Ben Gibbard has produced a record which will appeal to himself… and that’s about it. This cover of Teenage Fanclub’s Bandwagonesque is one of the least essential albums this year.
|Artist: Ben Gibbard
Album Title: Bandwagonesque
Genre: Indie Rock
There are few instances in musical history where artists have been permitted to so wholly demonstrate their devotion to and adoration of their favourite album as plainly Ben Gibbard’s new cover album of Teenage Fanclub’s Bandwagonesque. I can understand the appeal to Gibbard, and as a musician myself if I ever had the chance to record my own version of Interpol’s Turn on the Bright Lights I’d jump at the chance. I’d also like the think I’d have enough self-awareness to know an album like that would appeal to only one person in the world (no prizes for guessing who).
So with Gibbard’s cover album here the prime question on everyone’s lips should be: why should anybody care about this project?
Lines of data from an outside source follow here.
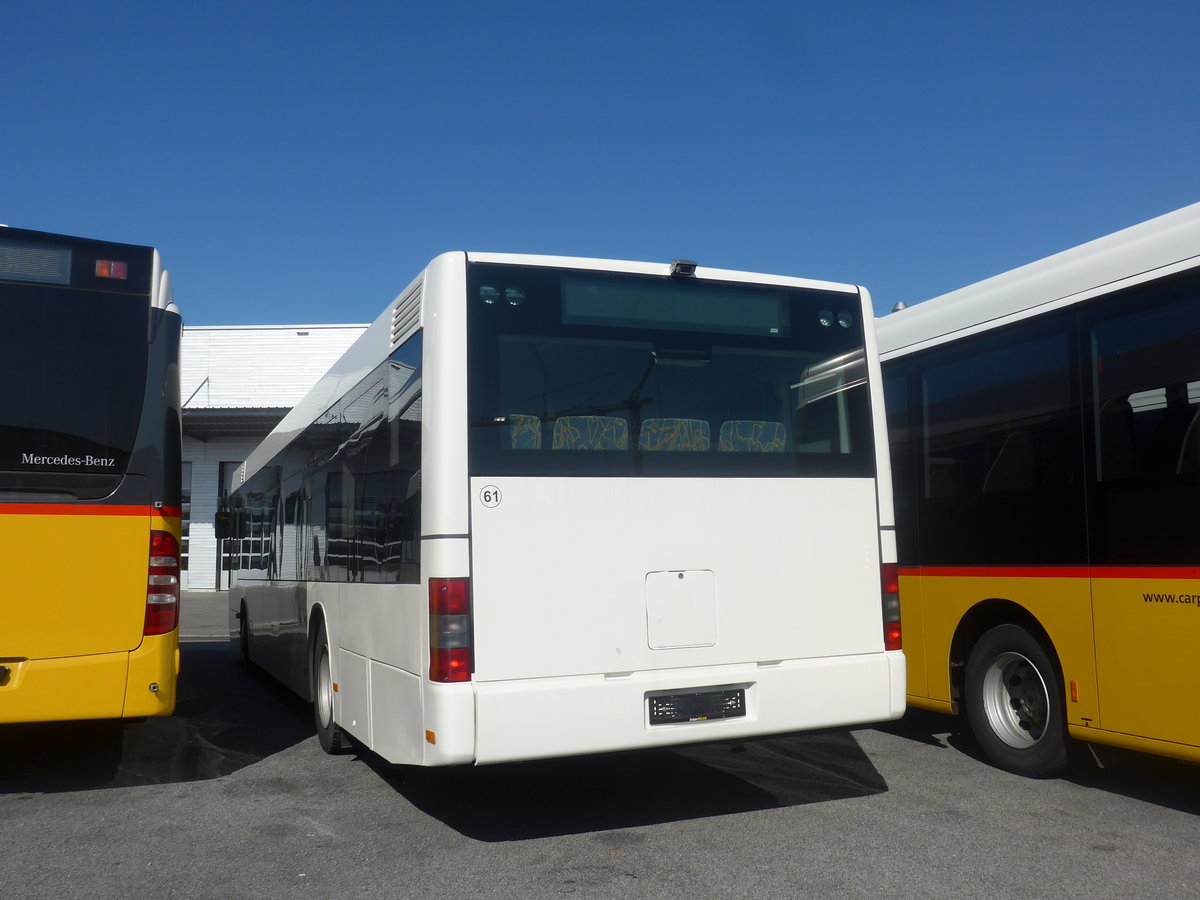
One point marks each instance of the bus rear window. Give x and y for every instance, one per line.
x=77, y=361
x=600, y=373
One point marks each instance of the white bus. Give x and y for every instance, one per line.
x=549, y=507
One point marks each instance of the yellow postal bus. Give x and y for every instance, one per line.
x=1045, y=444
x=89, y=480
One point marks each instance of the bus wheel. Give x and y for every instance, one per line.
x=333, y=739
x=1014, y=703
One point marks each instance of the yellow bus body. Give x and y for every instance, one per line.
x=73, y=610
x=1125, y=640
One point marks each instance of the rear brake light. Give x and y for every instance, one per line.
x=450, y=657
x=162, y=585
x=891, y=592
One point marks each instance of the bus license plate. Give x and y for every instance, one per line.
x=697, y=706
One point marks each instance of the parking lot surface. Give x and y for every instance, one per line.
x=233, y=798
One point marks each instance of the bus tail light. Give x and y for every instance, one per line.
x=162, y=585
x=891, y=589
x=450, y=658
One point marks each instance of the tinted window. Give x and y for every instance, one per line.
x=76, y=367
x=1145, y=373
x=997, y=473
x=604, y=373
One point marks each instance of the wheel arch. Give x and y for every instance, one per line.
x=317, y=617
x=982, y=618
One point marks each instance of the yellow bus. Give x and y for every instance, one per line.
x=90, y=496
x=1045, y=444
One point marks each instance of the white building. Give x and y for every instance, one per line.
x=237, y=383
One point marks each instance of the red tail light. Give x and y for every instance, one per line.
x=450, y=658
x=162, y=585
x=891, y=592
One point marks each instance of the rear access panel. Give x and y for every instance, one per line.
x=681, y=610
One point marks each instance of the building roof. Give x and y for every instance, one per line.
x=255, y=369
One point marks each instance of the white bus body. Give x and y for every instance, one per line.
x=625, y=589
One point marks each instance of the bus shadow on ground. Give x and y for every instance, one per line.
x=226, y=719
x=1140, y=777
x=515, y=802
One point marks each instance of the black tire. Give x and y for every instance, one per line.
x=333, y=739
x=1014, y=703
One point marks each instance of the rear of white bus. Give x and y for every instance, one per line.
x=679, y=510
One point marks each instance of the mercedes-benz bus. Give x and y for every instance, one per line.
x=89, y=480
x=1045, y=441
x=549, y=507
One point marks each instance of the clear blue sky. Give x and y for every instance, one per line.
x=299, y=162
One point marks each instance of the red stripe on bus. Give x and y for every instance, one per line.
x=1050, y=571
x=82, y=509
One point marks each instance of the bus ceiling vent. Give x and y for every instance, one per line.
x=683, y=268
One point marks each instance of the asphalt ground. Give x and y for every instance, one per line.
x=233, y=798
x=203, y=616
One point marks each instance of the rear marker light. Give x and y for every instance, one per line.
x=450, y=646
x=162, y=585
x=891, y=594
x=111, y=269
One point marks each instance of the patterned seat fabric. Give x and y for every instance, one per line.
x=675, y=435
x=525, y=431
x=591, y=432
x=753, y=437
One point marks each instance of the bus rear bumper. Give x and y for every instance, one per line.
x=567, y=717
x=106, y=685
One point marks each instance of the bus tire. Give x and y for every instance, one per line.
x=1014, y=703
x=333, y=739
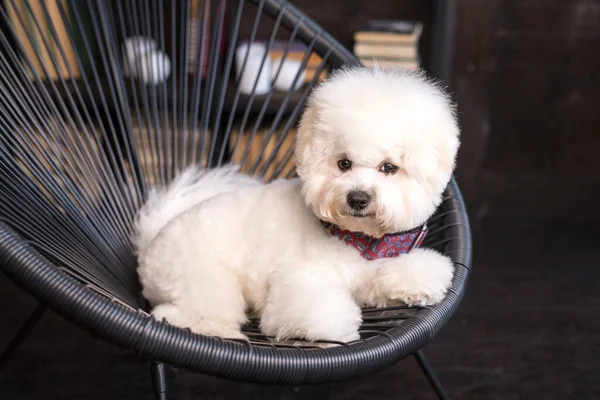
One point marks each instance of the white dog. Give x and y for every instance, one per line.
x=375, y=150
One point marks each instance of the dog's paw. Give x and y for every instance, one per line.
x=201, y=325
x=420, y=278
x=310, y=310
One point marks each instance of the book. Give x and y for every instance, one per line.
x=42, y=33
x=385, y=50
x=390, y=31
x=411, y=65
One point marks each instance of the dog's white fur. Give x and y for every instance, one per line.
x=216, y=244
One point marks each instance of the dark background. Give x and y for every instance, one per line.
x=525, y=76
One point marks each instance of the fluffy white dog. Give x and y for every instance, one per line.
x=375, y=150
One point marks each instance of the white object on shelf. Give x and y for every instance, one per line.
x=154, y=67
x=253, y=73
x=289, y=71
x=143, y=60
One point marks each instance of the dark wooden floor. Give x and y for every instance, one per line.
x=527, y=329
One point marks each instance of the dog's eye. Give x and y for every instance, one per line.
x=388, y=169
x=344, y=164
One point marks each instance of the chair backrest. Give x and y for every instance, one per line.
x=102, y=100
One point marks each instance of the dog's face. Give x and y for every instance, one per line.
x=376, y=149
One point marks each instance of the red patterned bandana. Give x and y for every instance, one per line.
x=390, y=245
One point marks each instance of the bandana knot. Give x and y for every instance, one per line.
x=389, y=245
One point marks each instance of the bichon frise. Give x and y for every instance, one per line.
x=375, y=150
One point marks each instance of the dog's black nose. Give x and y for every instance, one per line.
x=358, y=200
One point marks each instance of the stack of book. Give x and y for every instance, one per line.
x=389, y=43
x=43, y=35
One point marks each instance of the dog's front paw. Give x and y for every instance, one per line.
x=420, y=278
x=305, y=308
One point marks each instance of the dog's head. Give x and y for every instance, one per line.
x=375, y=149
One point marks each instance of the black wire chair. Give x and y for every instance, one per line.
x=85, y=131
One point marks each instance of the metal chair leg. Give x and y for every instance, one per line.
x=159, y=380
x=22, y=334
x=431, y=376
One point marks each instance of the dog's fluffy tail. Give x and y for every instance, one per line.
x=193, y=186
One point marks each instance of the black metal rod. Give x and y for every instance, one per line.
x=159, y=380
x=23, y=333
x=431, y=376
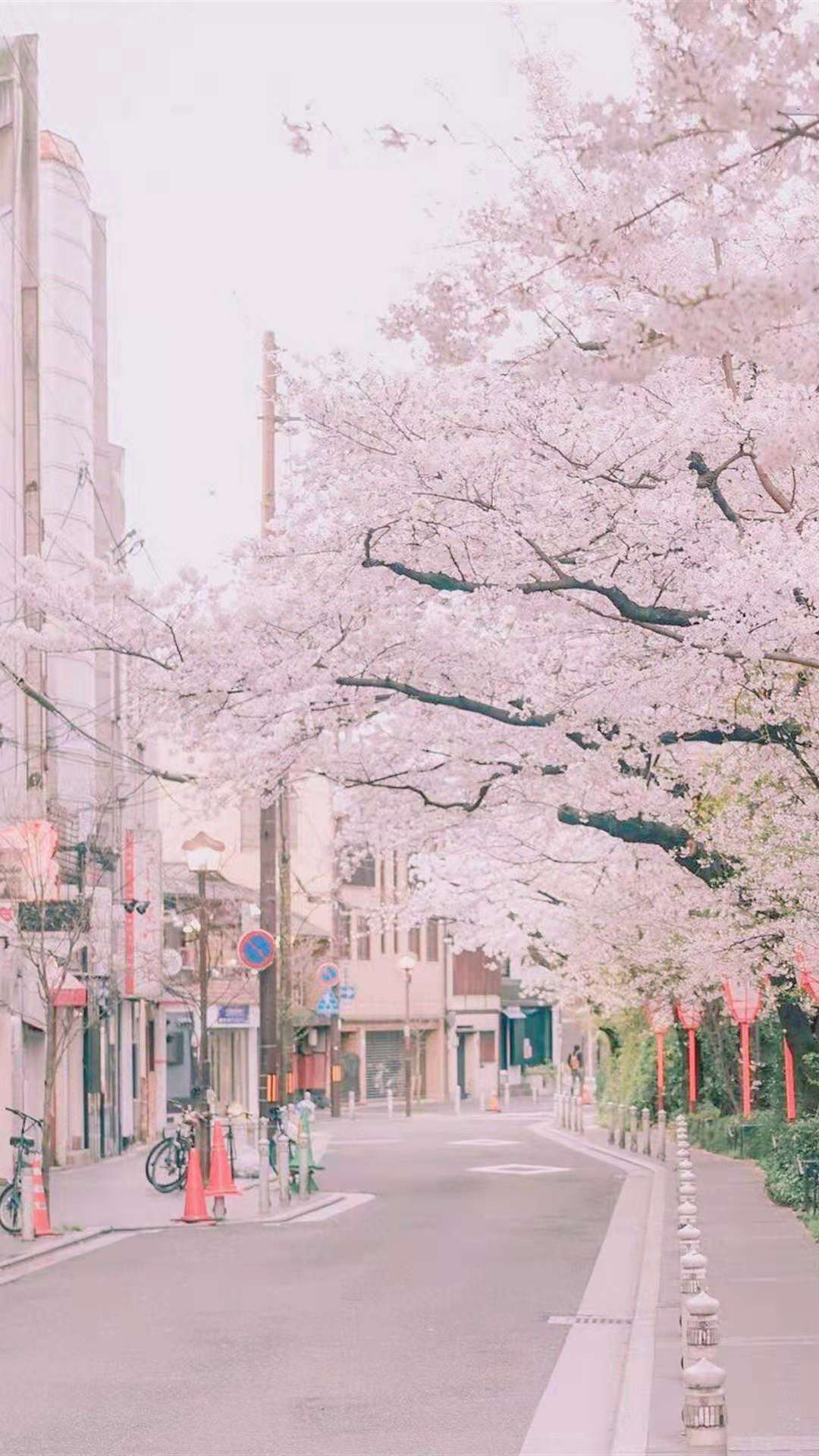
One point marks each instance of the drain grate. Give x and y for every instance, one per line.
x=589, y=1320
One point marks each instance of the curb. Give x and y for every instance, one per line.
x=64, y=1242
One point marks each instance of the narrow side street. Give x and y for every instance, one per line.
x=416, y=1323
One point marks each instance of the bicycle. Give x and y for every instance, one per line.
x=167, y=1165
x=12, y=1196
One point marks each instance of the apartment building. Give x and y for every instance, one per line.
x=64, y=781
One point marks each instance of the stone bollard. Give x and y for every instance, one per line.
x=704, y=1413
x=632, y=1128
x=264, y=1166
x=686, y=1212
x=692, y=1273
x=701, y=1326
x=283, y=1168
x=689, y=1237
x=27, y=1204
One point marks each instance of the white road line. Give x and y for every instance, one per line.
x=350, y=1200
x=596, y=1357
x=74, y=1251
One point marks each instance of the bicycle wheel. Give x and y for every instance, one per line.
x=11, y=1209
x=162, y=1166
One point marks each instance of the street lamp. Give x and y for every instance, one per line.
x=407, y=965
x=203, y=856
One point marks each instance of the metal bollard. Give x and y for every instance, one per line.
x=303, y=1165
x=27, y=1204
x=704, y=1413
x=264, y=1166
x=283, y=1168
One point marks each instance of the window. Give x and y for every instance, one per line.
x=249, y=824
x=431, y=941
x=343, y=932
x=363, y=874
x=363, y=949
x=487, y=1047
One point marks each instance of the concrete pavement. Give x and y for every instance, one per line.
x=417, y=1323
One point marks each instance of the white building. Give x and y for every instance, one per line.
x=61, y=498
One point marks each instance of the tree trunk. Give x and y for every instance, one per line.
x=50, y=1095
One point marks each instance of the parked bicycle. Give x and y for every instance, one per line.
x=167, y=1165
x=12, y=1196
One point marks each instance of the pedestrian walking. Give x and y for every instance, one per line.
x=576, y=1068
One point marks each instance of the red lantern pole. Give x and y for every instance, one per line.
x=790, y=1081
x=661, y=1069
x=691, y=1068
x=745, y=1050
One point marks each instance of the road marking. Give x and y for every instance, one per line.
x=350, y=1200
x=518, y=1169
x=485, y=1142
x=365, y=1142
x=74, y=1251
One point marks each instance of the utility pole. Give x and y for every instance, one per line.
x=205, y=1056
x=270, y=1090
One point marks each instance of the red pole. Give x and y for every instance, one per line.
x=790, y=1081
x=745, y=1050
x=691, y=1068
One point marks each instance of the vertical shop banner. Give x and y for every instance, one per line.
x=142, y=883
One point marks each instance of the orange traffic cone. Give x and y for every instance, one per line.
x=196, y=1207
x=221, y=1181
x=41, y=1222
It’s a classic example of self-indulgence from a man who’s got enough industry cred, experience, time and money to be able to make this record, but from a consumer point of view, what’s the point of us getting invested in someone who’s doing nothing but indulging their musical fantasies and demonstrating their undying fandom? I’m sure it was fun for Gibbard but that doesn’t necessitate it will be any fun for us.
Let’s go back to the original Teenage Fanclub version. Having listened to it for the first time last week I was decidedly underwhelmed. I’m sure at the time (1991) this would have seriously tapped into the musical zeitgeist of the moment. The album comes straight out of the alternative-rock underground, blending contemporary shoegaze-leaning, lo-fi guitar-led stoner sounds with an injection of Beatles and Velvet Underground inspired melodies. Tonally it’s akin to early REM but is more lax in that 90s pizza boy slacker kind of way. Did anyone care about anything in the early-to-mid-90s? The album is so painfully of its time it’s genuinely awkward to listen to. While their contemporaries like Pavement have aged well in large part due to their comedy, or My Bloody Valentine due to their innovation and accomplished (if homogenous) sound, Teenage Fanclub disappeared as quickly as the musical fads and penchants they adhered to.
It’s because of the nature of the original album’s musical ingredients that makes it such an ill fit for Gibbard. I’m a big fan of Gibbard’s main band, Death Cab for Cutie, and one of their defining characteristics is how safe and clean their sound is. The band’s weakest moments have always come when they tried to experiment or be less tightly-wound. Because of Gibbard’s logical mentality and his scientist’s brain he is literally incapable of producing muddy music (that doesn’t like it’s been painstakingly produced to sound muddy). As a consequence when Gibbard covers the dirtier tracks on Bandwagonesque like ‘Satan’ it feels like your ears are being boxed by two cold, flat, floppy pancakes.
Gibbard’s strengths, and therefore the record’s strengths, revolve around melody, and he’s on much surer footing on tracks like ‘Star Sign’ and ‘December’. It’s nice to listen to but always undercut by the feeling that any initial power the original had with these tracks is diminished in transition. Part of the problem is his vocals, uncharacteristically lacklustre, like a man who doesn’t believe the words he’s singing (strange for someone producing their favourite album, no?). Therefore his guitar playing shines through in place, which is a nice surprise as it’s not often he gets to demonstrate such proficiency with the instrument.
This is an album I would only recommend to people who like both Teenage Fanclub and Death Cab for Cutie, and even that would be with reservations. ‘Guiding Star’ towards the back end of the album almost makes it all worth it, but ultimately there won’t be many albums more skippable than Bandwagonesque this year.